CloudMail Incident - 2016-07-08 Degraded performance
Incident Report for SYNAQ
Postmortem

Summary and Impact to Customers

On Friday 8th July 2016 from 12:41 to 17:11, SYNAQ Cloud Mail experienced an LDAP replication incident.

The resultant impact of the event was:

  • The intermittent delay of certain inbound and outbound emails, and;
  • The Admin and Webmail Consoles were slow and unresponsive.

Root cause and Solution

The root cause of this event was due to a bug discovered in one of the Master LDAP servers. This affected the ability of the slave LDAP servers to synchronise with the Master, thus preventing the processing of queries from the mail transport servers for the purpose of delivering emails. This caused the intermittent delay of certain inbound and outbound emails.

In addition, the Admin and Webmail Consoles were also unable to query the LDAP servers for authentication and information purposes which caused these consoles to become slow and unresponsive.

In order to solve this issue, we remotely restarted the affected Master LDAP server which caused the slave LDAP servers to resynchronise with the Master server. Upon synchronisation, mail queries were processed and the mail and console issues were summarily resolved.

Remediation Actions

• An incident ticket was logged with our Zimbra upstream provider to investigate the root cause of the issue.

• In addition, we are working on a comprehensive set prevention measures so that this issue does not recur in the future.
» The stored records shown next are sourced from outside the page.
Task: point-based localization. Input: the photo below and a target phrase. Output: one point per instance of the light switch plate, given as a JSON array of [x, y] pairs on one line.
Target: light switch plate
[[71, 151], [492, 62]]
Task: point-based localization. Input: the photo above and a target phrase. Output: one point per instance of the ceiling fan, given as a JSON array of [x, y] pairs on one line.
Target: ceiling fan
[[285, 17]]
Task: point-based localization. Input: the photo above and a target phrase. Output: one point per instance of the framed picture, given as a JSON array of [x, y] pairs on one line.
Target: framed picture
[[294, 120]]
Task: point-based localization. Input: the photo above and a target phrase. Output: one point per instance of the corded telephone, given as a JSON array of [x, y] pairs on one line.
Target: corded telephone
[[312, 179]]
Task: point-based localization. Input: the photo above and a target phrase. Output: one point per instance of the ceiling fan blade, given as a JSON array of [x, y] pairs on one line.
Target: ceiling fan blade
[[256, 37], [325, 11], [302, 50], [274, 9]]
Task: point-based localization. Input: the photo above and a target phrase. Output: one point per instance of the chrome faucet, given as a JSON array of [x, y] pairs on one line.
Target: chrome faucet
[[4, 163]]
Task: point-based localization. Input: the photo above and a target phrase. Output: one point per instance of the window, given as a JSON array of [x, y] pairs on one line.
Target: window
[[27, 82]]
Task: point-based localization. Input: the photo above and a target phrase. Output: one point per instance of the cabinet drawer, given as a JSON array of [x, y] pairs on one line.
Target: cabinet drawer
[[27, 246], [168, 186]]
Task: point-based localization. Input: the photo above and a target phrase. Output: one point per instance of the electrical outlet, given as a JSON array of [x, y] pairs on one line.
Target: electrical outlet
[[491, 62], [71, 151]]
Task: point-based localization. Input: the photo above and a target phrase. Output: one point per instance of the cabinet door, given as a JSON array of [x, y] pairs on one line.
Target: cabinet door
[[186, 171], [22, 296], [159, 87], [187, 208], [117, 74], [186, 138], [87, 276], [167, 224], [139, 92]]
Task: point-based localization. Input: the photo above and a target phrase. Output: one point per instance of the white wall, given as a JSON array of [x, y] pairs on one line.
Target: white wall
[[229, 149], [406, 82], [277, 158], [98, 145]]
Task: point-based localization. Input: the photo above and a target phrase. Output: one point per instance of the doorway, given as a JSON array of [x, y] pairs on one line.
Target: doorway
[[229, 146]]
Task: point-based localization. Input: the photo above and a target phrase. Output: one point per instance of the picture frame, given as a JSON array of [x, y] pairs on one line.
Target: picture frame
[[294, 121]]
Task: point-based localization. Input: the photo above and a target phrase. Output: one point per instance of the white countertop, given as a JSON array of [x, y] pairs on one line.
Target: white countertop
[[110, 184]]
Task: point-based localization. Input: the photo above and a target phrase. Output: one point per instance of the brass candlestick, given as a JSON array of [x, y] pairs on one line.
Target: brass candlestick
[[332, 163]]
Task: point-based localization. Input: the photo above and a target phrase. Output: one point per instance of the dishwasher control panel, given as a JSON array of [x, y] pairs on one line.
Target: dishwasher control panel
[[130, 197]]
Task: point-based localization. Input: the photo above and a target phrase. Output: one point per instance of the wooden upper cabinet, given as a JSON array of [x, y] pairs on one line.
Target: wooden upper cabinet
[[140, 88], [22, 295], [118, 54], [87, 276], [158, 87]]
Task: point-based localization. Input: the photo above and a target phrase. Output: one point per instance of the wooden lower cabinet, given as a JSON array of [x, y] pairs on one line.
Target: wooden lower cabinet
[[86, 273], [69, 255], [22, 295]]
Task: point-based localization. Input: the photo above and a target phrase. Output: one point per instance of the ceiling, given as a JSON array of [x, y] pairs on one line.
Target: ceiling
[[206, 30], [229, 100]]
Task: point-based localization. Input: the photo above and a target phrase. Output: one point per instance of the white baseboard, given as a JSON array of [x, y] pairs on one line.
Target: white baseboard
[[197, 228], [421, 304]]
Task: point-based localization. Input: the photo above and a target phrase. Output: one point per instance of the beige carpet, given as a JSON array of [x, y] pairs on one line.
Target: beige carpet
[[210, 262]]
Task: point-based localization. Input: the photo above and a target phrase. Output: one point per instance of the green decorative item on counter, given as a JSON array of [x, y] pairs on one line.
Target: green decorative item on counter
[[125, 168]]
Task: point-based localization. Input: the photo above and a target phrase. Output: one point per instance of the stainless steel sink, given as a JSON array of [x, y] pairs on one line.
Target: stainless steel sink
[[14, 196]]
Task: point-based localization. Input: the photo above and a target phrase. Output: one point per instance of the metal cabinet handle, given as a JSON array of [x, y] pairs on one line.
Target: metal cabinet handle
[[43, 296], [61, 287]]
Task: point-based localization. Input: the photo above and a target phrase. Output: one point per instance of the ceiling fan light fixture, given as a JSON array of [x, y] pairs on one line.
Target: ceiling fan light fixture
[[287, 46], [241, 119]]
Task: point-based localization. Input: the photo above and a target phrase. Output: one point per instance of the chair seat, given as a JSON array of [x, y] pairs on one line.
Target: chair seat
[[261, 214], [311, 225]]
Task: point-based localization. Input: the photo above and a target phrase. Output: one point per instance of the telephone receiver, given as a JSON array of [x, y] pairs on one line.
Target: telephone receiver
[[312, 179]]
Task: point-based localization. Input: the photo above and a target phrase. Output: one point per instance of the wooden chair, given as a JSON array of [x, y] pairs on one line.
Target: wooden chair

Posted Nov 07, 2016 - 16:58 CAT

Resolved
Issue has been resolved. All systems performing nominally.
Posted Jul 08, 2016 - 17:11 CAT
Update
We're currently experiencing INTERMITTENT issues which may affect a small subset of clients. The following services have been identified which may be affected:
- Admin Console may be slow
- Intermittent errors on outbound mail being sent from Outlook using the Zimbra connector.
- We have identified the issue as being related to an LDAP issue and are working with our upstream provider to resolve.
- Inbound email services are not affected.
Posted Jul 08, 2016 - 13:43 CAT
Investigating
CloudMail Incident - Degraded performance potential errors with sending from Webmail and Zimbra Connector
Posted Jul 08, 2016 - 12:41 CAT